(239d) Dynamics and Rheology Characterization of Solvent Segregation Driven Gel (SeedGel)

Arresting bicontinuous structures has been an important research topic in the fields of both soft matter physics and materials science. Recently, a new type of colloidal gel, solvent segregation driven gel (SeedGel), was observed to effectively stabilize spinodal decomposition and form interconnected bicontinuous channels. In SeedGel systems, small colloidal particles dispersed in a binary solvent can form thermoreversible gels by jamming particles in one domain that is rich with one component of the binary solvent. As the applications of the SeedGel depends on its mechanical property, it was investigated along with the dynamics in a model SeedGel system by rheology and X-ray photon correlation spectroscopy (XPCS). For a SeedGel system, temperature serves as a key knob to effectively change the dynamics, static structure, and rheology of the sample.
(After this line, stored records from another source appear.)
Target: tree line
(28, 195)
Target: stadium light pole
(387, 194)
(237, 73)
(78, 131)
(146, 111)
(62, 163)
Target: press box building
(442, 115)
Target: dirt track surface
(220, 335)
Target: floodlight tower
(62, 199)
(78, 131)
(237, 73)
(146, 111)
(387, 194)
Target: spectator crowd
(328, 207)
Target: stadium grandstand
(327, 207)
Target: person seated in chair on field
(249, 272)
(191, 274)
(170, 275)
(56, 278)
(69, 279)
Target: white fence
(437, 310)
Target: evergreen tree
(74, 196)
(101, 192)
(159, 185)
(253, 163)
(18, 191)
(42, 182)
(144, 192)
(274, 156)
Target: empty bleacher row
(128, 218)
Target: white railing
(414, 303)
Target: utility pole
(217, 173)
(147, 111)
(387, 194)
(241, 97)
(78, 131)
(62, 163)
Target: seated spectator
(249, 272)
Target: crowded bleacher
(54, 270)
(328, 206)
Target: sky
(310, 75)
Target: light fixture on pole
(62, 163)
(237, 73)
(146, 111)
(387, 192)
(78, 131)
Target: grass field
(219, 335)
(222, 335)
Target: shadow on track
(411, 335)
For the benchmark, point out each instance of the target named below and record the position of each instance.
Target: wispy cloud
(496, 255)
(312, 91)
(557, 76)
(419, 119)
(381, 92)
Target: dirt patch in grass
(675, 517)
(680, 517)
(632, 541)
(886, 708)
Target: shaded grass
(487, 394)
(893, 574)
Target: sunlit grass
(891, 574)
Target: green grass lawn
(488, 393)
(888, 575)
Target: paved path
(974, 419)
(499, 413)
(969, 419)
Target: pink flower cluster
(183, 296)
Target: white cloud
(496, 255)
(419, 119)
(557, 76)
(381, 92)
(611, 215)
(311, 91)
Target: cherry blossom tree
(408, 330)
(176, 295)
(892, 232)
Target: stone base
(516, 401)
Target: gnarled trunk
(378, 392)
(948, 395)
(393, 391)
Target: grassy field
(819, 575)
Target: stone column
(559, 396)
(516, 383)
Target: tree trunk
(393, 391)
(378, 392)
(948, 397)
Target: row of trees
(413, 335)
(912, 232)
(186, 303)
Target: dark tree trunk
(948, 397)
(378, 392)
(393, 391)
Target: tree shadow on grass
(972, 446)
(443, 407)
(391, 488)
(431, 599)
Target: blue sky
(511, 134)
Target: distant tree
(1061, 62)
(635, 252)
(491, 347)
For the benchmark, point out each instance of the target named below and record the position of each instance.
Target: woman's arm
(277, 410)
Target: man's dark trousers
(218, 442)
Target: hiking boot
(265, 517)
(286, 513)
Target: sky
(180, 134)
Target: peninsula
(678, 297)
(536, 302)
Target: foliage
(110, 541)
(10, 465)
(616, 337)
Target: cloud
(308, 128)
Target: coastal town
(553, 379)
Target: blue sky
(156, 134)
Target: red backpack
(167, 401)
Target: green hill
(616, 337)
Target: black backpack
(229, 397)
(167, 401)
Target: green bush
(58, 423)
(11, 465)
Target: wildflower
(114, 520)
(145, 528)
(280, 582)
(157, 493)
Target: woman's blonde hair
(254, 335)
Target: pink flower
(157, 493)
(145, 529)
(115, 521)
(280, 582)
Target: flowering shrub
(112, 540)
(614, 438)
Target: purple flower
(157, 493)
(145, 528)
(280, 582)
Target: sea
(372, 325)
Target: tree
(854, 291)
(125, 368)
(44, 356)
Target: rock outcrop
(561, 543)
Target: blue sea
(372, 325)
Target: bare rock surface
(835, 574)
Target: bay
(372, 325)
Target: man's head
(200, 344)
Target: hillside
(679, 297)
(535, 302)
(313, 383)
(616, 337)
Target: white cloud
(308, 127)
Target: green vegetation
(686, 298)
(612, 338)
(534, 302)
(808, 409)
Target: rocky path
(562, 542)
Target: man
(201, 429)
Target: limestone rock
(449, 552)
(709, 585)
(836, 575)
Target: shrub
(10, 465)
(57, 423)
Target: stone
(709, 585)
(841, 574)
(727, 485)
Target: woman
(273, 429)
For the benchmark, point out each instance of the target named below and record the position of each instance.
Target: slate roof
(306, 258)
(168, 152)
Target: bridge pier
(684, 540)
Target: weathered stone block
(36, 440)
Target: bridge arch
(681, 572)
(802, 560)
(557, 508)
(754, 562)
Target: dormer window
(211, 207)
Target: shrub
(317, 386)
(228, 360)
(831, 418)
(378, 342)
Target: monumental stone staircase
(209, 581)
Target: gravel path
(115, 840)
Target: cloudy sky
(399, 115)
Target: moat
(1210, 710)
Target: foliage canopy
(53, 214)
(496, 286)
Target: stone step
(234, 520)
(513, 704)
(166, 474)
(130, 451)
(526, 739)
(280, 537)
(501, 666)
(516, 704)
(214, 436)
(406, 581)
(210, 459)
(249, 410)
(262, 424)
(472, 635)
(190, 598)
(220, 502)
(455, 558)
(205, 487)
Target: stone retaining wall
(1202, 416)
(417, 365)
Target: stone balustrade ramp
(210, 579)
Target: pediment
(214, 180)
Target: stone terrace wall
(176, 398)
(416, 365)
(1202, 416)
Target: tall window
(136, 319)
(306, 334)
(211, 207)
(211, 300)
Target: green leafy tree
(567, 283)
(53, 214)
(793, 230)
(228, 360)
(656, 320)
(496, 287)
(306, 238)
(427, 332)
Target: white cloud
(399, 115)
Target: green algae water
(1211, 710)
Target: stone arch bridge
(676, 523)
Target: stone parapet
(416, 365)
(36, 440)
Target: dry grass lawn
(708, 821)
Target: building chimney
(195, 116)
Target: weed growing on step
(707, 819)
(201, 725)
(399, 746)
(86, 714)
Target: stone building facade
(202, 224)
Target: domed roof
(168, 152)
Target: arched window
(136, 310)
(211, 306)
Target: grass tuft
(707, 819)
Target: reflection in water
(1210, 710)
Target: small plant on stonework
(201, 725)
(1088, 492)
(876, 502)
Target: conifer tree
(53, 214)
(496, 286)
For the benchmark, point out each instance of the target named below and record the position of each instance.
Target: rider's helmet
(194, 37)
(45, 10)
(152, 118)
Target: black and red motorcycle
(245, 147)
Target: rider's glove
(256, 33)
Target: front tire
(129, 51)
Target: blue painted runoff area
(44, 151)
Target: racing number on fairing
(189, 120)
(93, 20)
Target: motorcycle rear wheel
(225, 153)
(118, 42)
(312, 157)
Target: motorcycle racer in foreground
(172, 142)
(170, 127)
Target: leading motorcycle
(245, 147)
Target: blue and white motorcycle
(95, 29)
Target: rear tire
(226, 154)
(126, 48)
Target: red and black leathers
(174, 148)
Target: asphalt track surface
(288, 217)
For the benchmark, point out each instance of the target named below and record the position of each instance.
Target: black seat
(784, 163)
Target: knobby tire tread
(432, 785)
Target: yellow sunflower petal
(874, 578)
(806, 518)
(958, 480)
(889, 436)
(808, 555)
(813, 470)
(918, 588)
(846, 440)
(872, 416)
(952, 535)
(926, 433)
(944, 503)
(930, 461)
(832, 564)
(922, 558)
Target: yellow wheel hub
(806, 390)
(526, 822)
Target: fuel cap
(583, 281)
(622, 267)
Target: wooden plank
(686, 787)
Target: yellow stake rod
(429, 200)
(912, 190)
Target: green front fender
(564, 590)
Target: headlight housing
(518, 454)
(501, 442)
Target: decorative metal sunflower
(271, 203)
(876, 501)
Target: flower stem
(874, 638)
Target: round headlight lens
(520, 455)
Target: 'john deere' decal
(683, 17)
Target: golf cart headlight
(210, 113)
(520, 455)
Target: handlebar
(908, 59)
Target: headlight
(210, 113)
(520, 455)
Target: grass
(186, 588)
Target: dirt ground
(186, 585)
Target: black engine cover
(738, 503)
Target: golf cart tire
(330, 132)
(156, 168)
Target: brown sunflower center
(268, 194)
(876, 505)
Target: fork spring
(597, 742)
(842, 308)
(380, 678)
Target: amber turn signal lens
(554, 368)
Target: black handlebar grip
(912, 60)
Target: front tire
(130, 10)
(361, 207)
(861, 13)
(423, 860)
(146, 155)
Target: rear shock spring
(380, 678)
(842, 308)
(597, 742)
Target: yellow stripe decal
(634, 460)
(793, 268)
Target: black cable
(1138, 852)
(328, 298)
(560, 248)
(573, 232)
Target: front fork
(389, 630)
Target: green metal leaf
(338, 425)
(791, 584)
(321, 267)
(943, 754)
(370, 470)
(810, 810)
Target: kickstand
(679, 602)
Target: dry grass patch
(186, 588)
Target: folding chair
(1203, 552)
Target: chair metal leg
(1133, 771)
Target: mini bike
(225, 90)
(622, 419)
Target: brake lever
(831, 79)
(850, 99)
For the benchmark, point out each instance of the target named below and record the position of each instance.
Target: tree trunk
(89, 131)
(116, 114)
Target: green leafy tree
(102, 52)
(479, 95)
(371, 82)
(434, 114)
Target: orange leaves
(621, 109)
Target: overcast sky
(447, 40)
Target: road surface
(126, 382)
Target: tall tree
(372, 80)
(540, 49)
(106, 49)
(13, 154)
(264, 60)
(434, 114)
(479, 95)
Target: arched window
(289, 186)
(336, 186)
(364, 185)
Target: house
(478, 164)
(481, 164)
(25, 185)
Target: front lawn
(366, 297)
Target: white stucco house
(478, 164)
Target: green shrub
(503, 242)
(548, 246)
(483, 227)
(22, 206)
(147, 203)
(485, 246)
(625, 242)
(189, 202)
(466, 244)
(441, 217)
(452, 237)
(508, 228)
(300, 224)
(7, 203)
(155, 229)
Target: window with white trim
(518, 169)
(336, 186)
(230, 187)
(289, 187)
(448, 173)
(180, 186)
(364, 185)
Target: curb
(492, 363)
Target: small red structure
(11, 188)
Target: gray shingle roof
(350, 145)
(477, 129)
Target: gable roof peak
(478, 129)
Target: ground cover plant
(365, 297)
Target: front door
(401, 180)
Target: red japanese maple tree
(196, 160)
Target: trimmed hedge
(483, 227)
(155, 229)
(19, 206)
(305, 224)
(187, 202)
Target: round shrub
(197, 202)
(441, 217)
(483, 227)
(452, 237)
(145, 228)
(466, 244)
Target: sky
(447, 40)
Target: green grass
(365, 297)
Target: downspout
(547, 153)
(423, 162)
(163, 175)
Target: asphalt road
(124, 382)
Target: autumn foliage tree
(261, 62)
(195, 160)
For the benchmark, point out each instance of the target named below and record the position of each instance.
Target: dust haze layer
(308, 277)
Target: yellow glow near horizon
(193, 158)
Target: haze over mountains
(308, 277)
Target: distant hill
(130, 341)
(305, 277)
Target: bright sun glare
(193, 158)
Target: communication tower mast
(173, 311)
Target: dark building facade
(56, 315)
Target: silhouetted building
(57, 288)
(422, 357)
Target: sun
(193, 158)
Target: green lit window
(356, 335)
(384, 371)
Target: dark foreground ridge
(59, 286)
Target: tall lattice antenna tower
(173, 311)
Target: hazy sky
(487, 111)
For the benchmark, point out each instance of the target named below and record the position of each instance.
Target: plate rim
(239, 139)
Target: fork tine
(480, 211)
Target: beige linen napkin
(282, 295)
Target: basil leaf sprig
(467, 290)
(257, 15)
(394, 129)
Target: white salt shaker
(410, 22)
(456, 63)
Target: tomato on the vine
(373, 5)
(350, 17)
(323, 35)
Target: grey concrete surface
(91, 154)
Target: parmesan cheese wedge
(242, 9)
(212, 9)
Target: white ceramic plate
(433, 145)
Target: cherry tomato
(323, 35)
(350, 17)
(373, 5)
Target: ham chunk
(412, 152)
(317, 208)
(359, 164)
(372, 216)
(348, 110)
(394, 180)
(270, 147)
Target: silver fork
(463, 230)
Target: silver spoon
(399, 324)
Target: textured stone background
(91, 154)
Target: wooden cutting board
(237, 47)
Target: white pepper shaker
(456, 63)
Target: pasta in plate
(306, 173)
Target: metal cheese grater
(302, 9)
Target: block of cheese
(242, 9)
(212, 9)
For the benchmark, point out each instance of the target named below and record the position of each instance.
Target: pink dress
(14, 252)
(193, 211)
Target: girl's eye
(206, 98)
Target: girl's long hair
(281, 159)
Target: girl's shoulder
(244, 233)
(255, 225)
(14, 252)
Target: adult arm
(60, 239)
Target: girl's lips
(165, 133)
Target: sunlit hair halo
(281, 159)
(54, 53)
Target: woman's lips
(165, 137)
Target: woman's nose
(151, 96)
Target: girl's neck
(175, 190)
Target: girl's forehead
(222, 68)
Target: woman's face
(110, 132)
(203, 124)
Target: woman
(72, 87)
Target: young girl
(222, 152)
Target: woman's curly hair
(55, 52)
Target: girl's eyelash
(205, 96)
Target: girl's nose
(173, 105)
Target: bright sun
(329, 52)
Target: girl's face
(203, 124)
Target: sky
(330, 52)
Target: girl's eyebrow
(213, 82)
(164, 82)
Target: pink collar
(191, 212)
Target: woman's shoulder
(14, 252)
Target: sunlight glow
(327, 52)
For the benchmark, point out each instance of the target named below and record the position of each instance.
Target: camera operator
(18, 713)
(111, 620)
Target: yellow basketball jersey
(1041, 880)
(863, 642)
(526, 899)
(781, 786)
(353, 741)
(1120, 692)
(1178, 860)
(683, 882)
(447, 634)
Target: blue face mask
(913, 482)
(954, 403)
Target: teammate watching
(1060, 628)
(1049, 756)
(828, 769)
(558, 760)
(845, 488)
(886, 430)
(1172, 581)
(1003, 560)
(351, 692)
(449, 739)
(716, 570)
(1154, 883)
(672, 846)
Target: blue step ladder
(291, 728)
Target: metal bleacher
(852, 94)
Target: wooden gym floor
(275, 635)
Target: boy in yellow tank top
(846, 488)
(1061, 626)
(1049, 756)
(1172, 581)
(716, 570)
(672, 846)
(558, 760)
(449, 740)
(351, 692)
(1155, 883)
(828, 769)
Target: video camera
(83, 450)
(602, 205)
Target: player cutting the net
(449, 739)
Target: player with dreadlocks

The storage moduli are found to be highly reversible and exhibit strong temperature dependence. A maximum value of the storage modulus is observed at around 30 ËšC in this model system. Above or below this temperature, the storage modulus decreases. The results of our XPCS experiments clearly indicate that the formation of the SeedGel is driven by the glass transition in the particle domains. The nonergodicity parameter, relaxation time, and stretch exponent are extrapolated from the experimental data at different temperatures, which provides more quantitative description of the dynamics at different length scales. The relaxation time shows a q^-1 dependence, which is attributed to internal stress within a heterogeneous colloidal gel. XPCS measurements also reveal a transition from sub-diffusion to hyper-diffusion when SeedGel is heated up.